Most music-based rhythm games have replay value.

These games appeal to just about every demographic because everyone listens to and enjoys music.

Two recent releases, “Guitar Hero: World Tour” and “Rock Band 2” have reached the summit of party gaming. No other games combine as much fun and camaraderie as those games, and the games stay fresh with weekly, genre-bending downloadable content — “Rock Band 2” recently offered a No Doubt pack, a Dead Kennedys pack, a country music pack and the entire Foo Fighters’ album “The Colour and the Shape.”

But the exception to the replay-value rule is karaoke games.
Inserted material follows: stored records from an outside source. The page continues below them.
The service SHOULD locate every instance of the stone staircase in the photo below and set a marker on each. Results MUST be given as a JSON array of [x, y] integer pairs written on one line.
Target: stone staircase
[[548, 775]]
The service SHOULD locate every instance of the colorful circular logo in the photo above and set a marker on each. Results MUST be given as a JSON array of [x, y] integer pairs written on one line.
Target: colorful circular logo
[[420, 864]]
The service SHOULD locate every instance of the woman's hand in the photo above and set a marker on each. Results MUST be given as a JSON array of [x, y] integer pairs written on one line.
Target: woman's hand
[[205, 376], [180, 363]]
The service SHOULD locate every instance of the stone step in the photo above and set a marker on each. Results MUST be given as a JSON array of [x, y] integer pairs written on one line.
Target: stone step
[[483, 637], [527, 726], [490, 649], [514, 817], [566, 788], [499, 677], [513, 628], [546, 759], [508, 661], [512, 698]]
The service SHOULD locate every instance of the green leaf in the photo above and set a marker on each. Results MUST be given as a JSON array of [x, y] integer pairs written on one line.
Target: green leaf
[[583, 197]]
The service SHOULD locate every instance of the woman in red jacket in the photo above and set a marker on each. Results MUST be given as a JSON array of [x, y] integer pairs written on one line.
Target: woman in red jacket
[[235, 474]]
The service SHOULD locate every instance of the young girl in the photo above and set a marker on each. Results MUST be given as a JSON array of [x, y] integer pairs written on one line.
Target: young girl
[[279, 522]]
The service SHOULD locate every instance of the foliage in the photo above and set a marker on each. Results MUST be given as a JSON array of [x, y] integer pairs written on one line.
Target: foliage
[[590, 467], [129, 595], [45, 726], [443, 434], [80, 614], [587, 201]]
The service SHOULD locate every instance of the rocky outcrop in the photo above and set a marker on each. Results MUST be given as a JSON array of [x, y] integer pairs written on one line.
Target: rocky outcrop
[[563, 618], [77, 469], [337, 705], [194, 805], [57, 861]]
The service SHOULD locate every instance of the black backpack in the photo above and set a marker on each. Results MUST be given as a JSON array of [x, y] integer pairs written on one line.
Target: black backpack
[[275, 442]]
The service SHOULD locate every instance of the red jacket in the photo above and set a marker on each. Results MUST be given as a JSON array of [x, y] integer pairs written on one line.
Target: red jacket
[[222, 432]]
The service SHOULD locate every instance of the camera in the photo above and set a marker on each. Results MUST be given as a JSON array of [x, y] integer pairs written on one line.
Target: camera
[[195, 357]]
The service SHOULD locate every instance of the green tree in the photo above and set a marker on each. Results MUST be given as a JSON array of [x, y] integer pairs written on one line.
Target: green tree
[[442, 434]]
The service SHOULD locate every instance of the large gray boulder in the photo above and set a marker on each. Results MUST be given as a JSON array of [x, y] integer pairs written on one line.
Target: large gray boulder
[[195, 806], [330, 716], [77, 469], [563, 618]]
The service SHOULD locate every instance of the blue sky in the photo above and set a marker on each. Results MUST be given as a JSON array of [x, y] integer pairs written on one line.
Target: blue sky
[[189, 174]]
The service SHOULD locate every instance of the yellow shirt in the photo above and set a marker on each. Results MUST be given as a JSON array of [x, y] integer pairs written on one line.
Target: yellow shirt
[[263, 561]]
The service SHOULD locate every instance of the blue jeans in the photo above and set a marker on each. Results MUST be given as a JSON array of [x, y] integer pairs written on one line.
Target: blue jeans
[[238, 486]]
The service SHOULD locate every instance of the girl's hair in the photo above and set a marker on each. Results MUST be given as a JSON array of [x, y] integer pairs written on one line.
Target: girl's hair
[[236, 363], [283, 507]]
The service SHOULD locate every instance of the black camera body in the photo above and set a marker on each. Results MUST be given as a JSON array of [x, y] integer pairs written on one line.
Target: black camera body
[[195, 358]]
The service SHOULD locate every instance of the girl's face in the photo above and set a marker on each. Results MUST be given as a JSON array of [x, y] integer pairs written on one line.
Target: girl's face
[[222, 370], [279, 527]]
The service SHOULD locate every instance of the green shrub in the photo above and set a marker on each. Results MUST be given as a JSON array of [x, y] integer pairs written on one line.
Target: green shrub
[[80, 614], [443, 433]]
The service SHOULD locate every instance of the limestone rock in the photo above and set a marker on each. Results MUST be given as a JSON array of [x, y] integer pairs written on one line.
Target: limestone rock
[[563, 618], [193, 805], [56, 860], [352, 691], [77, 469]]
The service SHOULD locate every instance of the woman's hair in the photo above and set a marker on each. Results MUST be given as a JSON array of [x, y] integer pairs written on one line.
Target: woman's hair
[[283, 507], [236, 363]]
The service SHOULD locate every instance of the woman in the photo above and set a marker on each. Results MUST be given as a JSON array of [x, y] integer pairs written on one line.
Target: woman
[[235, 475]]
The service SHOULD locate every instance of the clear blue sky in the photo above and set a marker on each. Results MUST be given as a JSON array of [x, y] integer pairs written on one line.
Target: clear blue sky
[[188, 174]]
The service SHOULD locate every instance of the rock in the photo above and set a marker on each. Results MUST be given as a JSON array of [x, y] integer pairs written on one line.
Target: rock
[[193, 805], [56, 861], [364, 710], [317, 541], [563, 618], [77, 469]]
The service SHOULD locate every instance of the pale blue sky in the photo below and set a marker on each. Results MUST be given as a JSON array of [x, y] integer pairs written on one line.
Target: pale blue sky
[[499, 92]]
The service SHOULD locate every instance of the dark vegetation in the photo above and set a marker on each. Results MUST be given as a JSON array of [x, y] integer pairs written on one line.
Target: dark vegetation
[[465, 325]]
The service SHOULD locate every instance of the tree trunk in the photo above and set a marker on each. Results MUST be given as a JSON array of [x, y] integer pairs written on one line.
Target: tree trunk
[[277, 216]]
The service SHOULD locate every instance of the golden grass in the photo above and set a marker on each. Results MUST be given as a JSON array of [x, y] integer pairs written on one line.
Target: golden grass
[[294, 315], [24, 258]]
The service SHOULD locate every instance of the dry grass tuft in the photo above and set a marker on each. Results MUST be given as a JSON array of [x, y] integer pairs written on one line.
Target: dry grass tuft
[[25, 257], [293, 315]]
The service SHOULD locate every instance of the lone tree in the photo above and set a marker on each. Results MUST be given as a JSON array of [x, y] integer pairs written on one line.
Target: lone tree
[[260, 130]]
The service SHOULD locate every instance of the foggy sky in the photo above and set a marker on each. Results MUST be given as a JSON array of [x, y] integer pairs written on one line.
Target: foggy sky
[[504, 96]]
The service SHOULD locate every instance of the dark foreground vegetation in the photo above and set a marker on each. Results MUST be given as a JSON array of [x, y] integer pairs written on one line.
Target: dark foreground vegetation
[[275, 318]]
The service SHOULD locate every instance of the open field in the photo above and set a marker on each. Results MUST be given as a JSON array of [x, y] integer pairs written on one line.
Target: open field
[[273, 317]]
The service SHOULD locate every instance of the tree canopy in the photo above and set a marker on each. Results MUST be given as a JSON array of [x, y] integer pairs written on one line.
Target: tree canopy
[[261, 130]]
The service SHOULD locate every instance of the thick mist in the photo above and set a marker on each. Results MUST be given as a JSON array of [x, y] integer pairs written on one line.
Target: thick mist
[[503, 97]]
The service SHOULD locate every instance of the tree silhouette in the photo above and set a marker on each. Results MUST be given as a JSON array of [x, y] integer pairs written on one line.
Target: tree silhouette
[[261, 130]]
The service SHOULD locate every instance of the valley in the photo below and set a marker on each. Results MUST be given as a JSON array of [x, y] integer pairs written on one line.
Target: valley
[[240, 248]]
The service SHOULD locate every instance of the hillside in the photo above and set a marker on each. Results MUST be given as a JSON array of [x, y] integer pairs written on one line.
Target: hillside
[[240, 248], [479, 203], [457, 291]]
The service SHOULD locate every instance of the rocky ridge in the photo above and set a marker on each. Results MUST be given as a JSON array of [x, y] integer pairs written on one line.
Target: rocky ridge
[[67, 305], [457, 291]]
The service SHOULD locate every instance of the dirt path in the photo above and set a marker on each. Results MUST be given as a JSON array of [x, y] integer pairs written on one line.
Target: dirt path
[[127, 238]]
Obviously, there is a segment of the gaming population that enjoys the games, because “Karaoke Revolution” games have been solid sellers. I understand why people enjoy karaoke. It gives you and your friends a chance to pretend to be a star, act a little stupid in public in a socially accteptable manner and enjoy a couple adult beverages.

But when it comes to home-based karaoke games, I just don’t get it, particularly when other games offer the ability to sing and play instruments.

Microsoft is the latest company to try out karaoke with their recent release of “Lips.”

The soundtrack for “Lips” is fairly limited. Yes, there is a decent variety of genres included — country, bubble-gum pop music, hip-hop, R&B, alternative rock — but the soundtrack is composed mostly of top 40 radio hits, which is not a bad thing if there are say 80 songs. But “Lips” gives you just 42 tracks. There is just not a whole lot of enjoyment in playing “Take on Me” until you nail it.

One of my friends, however, wasn’t put off by the limited soundtrack, which I suspect just happens to have songs more fitting to her style. Belting out Rihanna’s “Umbrella,” is probably more enjoyable for her than Iron Maiden’s “The Number of the Beast.”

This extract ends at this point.